When sufficient fluid is injected into the wellbore to treat the
first area of interest, the pack-off system 10 may optionally be
moved upward or downward within the wellbore to treat a second area
of interest within the wellbore. It is not necessary to remove the
tubular working string from the wellbore to replace the packing
elements 40 or 41. Because the packing elements 40 and 41 are not
in contact with the casing 140, it is also not necessary to unset
the packing elements 40 and 41 in order to move the pack-off system
10 adjacent to the second area of interest within the wellbore.
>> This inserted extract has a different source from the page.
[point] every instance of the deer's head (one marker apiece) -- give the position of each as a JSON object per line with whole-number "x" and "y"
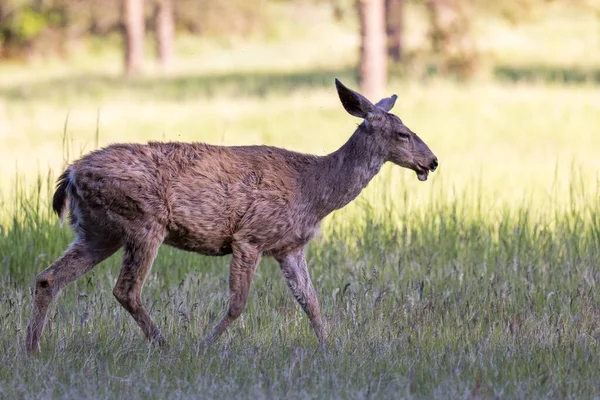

Fluid is again introduced into the tubular working string and the
treatment process is performed again as described above, without
the need to set the packing elements 40 and 41 again. The packing
elements 40 and 41 function in the same manner as described above
to increase the pressure of the fluid between the packing elements
40 and 41 and force the bulk of the fluid through the perforations
in the second area of interest within the wellbore. Eliminating the
need to set and unset the packing elements 40 and 41 multiple times
to treat multiple areas of interest allows fluid treatment
operations to be accomplished in one run-in of the tubular working
string. In this way, the cost of a well treatment operation is
significantly decreased. At the end of the operation, the pack-off
system 10 may be retrieved from the wellbore or may, alternatively,
remain permanently within the wellbore.
While the foregoing is directed to embodiments of the present
invention, other and further embodiments of the invention may be
devised without departing from the basic scope thereof, and the
scope thereof is determined by the claims that follow.